I’ve never understood the hand-wringing over multi-disc games. The original Metal Gear Solid and Square Enix’s Chrono Chross were each two disc affairs. Final Fantasy VII shipped on three. Final Fantasy’s VIII and IX were four a piece. Even Mistwalker’s Lost Odyssey, an Xbox 360 RPG released in early 2008, shipped on four DVDs. Heck, Mass Effect 2 which came out last week, uses two. Complainers? Not to speak of.
Latest case in point: GameFly’s preliminary Final Fantasy XIII game description suggests Square Enix’s forthcoming RPG opus will be “a three disc game” on the Xbox 360, as opposed to the single Blu-ray disc it’ll ship on for PS3 owners.
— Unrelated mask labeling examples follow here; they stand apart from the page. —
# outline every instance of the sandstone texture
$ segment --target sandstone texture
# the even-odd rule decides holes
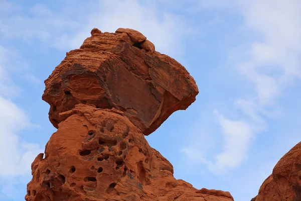
[[[285,154],[251,201],[301,200],[301,142]]]
[[[71,51],[45,80],[43,99],[55,127],[59,114],[76,104],[115,108],[147,135],[174,112],[185,110],[198,93],[193,78],[175,59],[155,51],[138,32],[96,29]]]
[[[32,164],[27,201],[231,201],[174,177],[144,135],[198,93],[185,68],[140,33],[91,31],[45,80],[58,128]]]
Time to take a baseball bat to your Xbox 360, then pick up a PS3?
Please.
A couple things. First, Square Enix honchos were saying as much already last year. VG247 broke the story at GamesCom in August, quoting Final Fantasy XIII producer Yoshinori Kitase as saying “We’re aiming for about three discs for the Xbox 360 version.” A gazillion blogs picked that up, so GameFly’s ‘reveal’ is only news if you don’t already follow the daily tittle-tattle.
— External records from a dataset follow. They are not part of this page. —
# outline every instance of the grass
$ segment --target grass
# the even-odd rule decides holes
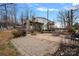
[[[9,31],[0,31],[0,55],[1,56],[17,56],[21,55],[12,45],[10,39],[13,37]]]

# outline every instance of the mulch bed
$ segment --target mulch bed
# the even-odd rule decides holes
[[[53,56],[79,56],[79,46],[61,45],[58,51]]]

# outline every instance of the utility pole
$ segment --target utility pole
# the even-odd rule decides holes
[[[47,8],[47,20],[49,19],[49,9]]]

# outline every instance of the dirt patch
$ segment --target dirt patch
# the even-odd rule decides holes
[[[0,31],[0,55],[15,56],[20,55],[15,47],[11,44],[10,39],[13,37],[11,31]]]
[[[79,56],[79,46],[61,45],[53,56]]]

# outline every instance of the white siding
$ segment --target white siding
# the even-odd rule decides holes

Second, who cares? Does disc-swapping impact your play experience? I’ve been tinkering with the Japanese import version of Final Fantasy XIII (PS3 only) and the game pauses all the time to load cutscenes or new areas, as all games do. Swapping discs a couple times adds a few extra stops to an already peripatetic process. That’s it. You might as well grouse about the time it takes to power on your system each time you play.
Third, recall you can dump Xbox 360 discs to the hard drive to mitigate drive noise. While that may or may not mitigate the disc-swapping factor (it’ll depend on Square Enix’s security requirements) it’ll almost certainly speed data access times, eliminating any bottlenecks levied by the DVD drive.
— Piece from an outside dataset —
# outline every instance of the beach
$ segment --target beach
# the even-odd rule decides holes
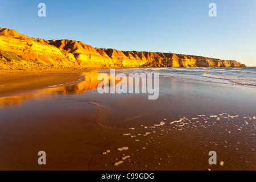
[[[99,94],[102,72],[3,78],[13,81],[0,87],[0,170],[256,169],[254,88],[160,75],[148,100]],[[209,164],[211,151],[224,166]]]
The PS3 version of Final Fantasy XIII installs nothing of consequence to the hard drive, so you’re streaming data off the Blu-ray disc as you go. The PS3’s Blu-ray drive moves data at roughly 9MB a second. Assuming average latency and seek time, a generic 5400RPM hard drive is still loads faster. If the game has any notable transfer bottlenecks and you’re comparing an Xbox 360 hard drive install against data streaming off a PS3 Blu-ray disc, one guess which system’s going to be faster.